Instructor Information | Course Information |
---|---|
Anthony Howell, PhD | Course Meeting Time: Mondays, 3:10-5:00pm |
Office: #322 School of Economics Bldg. | Course Meeting Location: 三教508 |
Email: tonyjhowell@pku.edu.cn | Office Hours: By Appt. |
In 2016, Glassdoor named ‘Data Scientist’ as the best job of the year based on current job trends among thousands of different professions. Hal Varian, the chief economist at Google, said that the sexiest job in the next 10 years will be statisticians. At the same time, there is a major global skills-deficit when it comes to the tools required to perform in-depth data analysis. The McKinsey Global Institute, for instance, indicates that the “United States alone faces a shortage of 140,000 to 190,000 people with deep analytical skills.”

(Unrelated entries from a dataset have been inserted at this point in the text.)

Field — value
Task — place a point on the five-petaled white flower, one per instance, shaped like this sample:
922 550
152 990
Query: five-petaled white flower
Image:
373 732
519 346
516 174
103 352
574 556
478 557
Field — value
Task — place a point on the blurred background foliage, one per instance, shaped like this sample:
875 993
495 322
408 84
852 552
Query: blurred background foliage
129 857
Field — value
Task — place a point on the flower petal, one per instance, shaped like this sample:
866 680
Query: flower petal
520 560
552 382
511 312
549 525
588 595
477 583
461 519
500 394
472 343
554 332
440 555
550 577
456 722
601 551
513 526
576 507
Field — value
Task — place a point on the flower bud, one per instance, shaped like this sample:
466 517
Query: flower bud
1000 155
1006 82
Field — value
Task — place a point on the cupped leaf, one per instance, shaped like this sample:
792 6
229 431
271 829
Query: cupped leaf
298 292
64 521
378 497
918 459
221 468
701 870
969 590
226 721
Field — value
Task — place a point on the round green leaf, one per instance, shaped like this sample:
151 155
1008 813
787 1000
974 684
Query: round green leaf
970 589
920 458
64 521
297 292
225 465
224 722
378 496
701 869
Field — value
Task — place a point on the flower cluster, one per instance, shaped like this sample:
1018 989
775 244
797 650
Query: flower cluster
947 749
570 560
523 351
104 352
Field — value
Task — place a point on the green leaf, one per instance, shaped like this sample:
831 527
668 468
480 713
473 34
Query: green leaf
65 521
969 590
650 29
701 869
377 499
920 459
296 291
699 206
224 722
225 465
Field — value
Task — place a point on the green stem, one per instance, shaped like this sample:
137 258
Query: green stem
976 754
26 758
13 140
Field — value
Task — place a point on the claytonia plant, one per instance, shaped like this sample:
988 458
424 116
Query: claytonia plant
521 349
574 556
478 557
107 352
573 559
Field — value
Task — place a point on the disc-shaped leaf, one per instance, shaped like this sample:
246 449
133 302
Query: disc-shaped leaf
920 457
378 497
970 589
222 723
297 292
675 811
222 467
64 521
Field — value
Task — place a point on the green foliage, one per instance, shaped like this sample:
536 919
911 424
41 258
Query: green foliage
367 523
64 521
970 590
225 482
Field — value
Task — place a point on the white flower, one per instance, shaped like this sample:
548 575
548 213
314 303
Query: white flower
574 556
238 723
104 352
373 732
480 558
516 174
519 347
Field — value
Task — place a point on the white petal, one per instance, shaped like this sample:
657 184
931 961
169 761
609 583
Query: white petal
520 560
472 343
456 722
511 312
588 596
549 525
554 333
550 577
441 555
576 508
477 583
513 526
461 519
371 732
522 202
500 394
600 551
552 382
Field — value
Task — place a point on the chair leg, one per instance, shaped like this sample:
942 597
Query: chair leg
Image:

The emphasis of this course will be on learning basic statistical concepts and methods while gaining experience working with hands-on data science projects. During the class, students will learn data visualization and analysis techniques using R statistical software, work with multiple datasets and be exposed to applied economic analysis topics. After completing the course, students will be able to: (1) read critically economic research reports; (2) use statistical methods in their own work; (3) write professional reports and reproducible research; (4) pursue further coursework in statistics/econometrics.
Participation
The participation grade, which accounts for 15% of your final grade, is based on in-class attendance and participation in lab work. In total, there will be 7 in-class labs during the semester. Students must choose 5 labs to submit for evaluation by the instructor. NOTE: Students must attend the same class that the lab was assigned in order to submit it for evaluation.

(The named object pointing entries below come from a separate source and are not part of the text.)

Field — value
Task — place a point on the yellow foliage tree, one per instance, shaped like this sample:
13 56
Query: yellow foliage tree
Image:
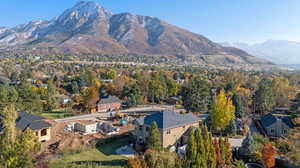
222 111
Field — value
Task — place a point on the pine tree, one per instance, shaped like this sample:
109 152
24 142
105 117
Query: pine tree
223 152
211 154
239 108
228 152
268 155
222 111
201 153
154 139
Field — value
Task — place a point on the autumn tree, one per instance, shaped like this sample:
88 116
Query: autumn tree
157 87
154 139
200 152
282 91
29 99
90 98
131 94
196 95
268 155
264 97
222 111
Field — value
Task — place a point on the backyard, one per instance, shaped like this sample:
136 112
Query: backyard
100 155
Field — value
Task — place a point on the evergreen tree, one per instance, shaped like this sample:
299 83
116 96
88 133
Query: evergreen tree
201 152
248 147
231 128
191 150
227 151
239 107
264 97
154 139
210 149
222 111
222 152
74 87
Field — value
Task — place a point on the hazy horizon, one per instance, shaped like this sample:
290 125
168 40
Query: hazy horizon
223 21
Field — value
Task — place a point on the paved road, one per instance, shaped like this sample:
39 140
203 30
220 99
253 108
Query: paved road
144 109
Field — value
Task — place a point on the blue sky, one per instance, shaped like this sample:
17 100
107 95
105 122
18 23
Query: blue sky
220 20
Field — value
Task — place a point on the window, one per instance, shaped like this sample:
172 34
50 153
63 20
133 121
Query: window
44 132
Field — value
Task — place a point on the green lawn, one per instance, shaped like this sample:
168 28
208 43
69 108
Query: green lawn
88 158
101 156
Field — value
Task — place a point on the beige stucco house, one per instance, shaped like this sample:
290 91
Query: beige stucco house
172 126
37 124
276 125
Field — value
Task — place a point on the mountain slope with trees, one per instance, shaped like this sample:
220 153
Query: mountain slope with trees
88 28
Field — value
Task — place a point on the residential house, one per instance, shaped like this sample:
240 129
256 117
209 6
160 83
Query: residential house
38 124
86 127
111 103
172 126
276 125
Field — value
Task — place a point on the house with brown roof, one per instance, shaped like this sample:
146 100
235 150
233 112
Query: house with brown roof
172 126
39 125
111 103
275 125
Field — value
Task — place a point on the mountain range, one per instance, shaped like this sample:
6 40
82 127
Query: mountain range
88 28
277 51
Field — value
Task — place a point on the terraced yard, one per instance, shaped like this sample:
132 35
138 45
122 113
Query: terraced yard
101 155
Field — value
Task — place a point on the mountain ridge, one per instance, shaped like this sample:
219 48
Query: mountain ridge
89 28
277 51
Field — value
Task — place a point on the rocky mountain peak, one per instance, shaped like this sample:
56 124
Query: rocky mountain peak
84 9
89 28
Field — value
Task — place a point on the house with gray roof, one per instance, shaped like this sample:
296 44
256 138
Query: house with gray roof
276 125
39 125
172 126
110 103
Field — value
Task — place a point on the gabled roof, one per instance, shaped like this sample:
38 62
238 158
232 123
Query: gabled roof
270 119
26 120
109 100
169 119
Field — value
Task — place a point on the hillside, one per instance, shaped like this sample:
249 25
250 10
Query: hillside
88 28
277 51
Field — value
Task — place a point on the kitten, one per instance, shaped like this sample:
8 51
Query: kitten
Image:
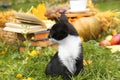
68 61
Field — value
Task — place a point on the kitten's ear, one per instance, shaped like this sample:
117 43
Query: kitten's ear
56 19
63 18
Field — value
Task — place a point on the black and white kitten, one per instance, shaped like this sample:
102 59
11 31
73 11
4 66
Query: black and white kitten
68 61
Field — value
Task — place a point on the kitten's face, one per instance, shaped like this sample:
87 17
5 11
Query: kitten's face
58 32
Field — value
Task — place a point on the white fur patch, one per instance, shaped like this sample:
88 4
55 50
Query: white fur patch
68 51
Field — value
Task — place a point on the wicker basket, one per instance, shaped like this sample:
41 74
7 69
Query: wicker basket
8 37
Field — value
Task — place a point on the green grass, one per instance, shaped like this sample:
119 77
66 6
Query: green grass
105 65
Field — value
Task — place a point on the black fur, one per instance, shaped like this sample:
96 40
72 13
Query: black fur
59 31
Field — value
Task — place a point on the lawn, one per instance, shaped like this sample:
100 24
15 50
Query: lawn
105 65
101 63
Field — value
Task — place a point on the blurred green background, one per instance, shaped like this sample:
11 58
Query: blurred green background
26 4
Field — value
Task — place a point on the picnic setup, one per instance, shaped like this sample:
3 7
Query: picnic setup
28 44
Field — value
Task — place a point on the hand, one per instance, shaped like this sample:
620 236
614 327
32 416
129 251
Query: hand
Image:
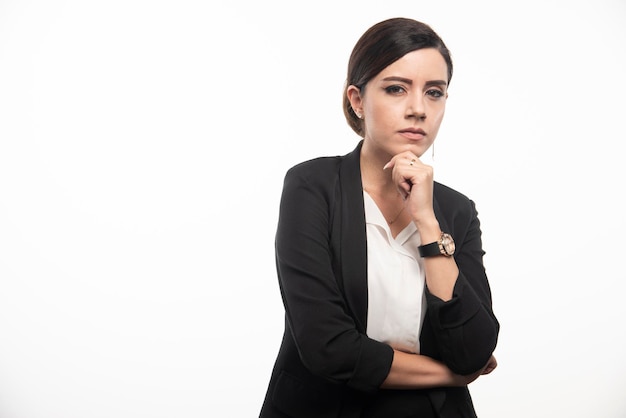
414 181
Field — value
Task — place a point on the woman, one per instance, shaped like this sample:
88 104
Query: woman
388 307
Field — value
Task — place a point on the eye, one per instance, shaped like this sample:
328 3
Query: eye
395 89
435 93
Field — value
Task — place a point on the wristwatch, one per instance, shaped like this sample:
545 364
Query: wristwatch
445 246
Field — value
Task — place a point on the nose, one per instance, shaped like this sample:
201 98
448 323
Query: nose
416 107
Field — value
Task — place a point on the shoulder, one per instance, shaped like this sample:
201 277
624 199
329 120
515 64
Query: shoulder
317 171
452 201
449 194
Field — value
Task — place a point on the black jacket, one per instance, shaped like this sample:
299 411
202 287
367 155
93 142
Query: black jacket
327 366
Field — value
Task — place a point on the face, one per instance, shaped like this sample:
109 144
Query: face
403 106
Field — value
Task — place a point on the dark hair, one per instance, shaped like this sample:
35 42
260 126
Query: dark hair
379 47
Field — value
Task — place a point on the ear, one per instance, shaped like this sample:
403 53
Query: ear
354 96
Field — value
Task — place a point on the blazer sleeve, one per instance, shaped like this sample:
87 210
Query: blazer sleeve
465 327
328 341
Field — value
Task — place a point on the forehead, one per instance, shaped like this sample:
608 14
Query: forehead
426 64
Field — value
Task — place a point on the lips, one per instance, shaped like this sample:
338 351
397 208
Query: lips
413 133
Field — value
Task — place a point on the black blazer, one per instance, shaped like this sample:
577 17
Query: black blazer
327 366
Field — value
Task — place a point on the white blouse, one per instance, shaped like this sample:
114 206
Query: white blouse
395 276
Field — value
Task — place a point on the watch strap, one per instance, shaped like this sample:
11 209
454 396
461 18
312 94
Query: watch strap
429 250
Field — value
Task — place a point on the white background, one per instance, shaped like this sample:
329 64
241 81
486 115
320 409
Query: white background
142 150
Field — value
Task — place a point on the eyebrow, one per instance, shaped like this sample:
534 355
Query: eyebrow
408 81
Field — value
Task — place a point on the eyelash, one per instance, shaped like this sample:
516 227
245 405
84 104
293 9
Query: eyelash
395 89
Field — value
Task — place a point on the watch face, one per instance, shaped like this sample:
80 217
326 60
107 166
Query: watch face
448 244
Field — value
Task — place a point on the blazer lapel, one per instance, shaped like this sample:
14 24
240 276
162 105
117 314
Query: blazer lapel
353 237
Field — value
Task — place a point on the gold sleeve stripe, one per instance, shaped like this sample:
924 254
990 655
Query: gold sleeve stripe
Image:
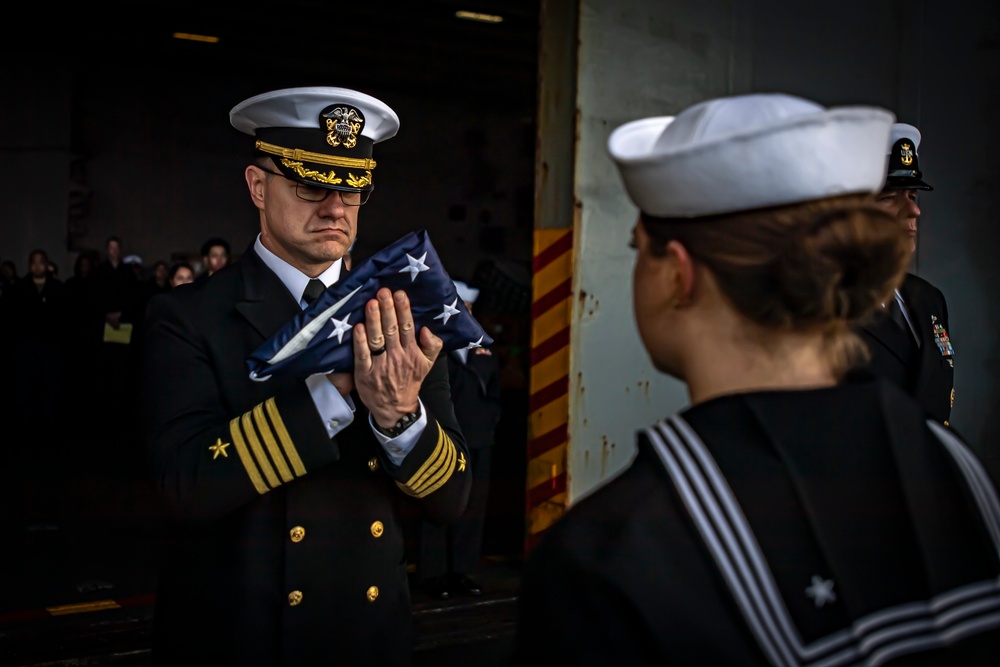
258 451
286 440
272 445
441 472
437 470
248 464
431 465
431 462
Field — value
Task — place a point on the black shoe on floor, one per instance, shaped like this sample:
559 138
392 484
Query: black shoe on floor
462 584
437 587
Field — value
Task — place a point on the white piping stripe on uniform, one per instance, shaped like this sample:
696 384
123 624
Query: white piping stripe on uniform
872 639
694 505
978 480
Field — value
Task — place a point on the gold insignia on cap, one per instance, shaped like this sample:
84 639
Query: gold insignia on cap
343 125
300 169
356 182
906 154
219 448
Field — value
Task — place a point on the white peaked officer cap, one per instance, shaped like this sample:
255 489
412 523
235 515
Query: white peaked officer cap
319 136
750 151
466 293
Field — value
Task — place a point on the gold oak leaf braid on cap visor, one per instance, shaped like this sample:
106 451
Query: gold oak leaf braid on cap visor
278 444
437 470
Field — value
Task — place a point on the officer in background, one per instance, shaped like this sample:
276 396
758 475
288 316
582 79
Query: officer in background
909 340
447 555
288 548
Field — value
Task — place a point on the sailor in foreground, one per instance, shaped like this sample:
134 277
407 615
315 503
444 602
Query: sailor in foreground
796 513
289 549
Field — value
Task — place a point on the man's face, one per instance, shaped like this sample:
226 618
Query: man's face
38 265
308 235
902 205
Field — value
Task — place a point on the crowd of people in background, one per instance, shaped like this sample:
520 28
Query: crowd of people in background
74 342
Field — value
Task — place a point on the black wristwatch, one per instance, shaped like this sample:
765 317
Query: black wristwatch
402 424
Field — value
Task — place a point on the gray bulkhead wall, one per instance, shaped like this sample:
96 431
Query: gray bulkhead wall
934 65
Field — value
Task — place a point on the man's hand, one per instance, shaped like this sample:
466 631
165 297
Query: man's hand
389 363
344 382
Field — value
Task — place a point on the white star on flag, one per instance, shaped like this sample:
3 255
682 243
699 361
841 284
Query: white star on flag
821 591
415 266
340 327
449 310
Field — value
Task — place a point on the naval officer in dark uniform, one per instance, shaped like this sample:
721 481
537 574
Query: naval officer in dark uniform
798 512
908 339
288 548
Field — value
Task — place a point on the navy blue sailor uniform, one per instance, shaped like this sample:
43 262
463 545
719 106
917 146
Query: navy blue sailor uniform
917 354
767 529
285 546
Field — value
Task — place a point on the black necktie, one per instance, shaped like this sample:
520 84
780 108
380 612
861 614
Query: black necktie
896 312
313 290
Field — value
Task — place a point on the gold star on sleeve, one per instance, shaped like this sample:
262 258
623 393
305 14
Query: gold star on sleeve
219 448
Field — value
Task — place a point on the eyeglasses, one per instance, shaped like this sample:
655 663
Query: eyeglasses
315 194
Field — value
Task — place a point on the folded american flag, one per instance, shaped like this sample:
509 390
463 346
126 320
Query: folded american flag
320 338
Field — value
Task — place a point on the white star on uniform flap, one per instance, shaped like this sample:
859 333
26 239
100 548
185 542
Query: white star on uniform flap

Participation points are calculated as follows:
# of Submitted Labs | Points |
---|---|
0 | 0 |
1 | 3 |
2 | 6 |
3 | 9 |
4 | 12 |
5 | 15 |
Homework
There will be 3 homework assignments given during the semester, and in total account for 15% of your final grade. Each homework assignment will have 5 problems worth 1 point each, and may include several parts.
Homework assignments will take the form of a single R Markdown text file: namely, code snippets integrated with captions and other narrative. Your score for each assignment will be assigned according to the scheme outlined in the rubric below.
Homework rubric (Total: 5 points)
Correctness: Each problem will be worth 1 point. Deductions will be made at the discretion of the grader.
Knitting: -1 deduction if the Rmd file you submit does not knit correctly (i.e., if there are errors and no HTML file is produced when the grader attempts to knit your Rmd file). If your Rmd file fails to knit, you will be contacted by the grader and will be given 24 hours to resubmit your homework. You will need to trace the source of the error(s) and correct it.
Style: Coding style is very important. With the exception of Homework 1, you will receive a deduction of up to 1 point if you do not adhere to good coding style.
All completed assignments are to be emailed to the course email address by Sunday 11:59pm on the dates indicated in the Course Outline (below).
Quizzes
There will be 2 quizzes given in the second half of the term, accounting for 20% of your final grade. The quizzes will be largely based on the previous course labs. The quizzes may be cumulative, and their purpose is to assess your understanding of various concepts that are central to the class.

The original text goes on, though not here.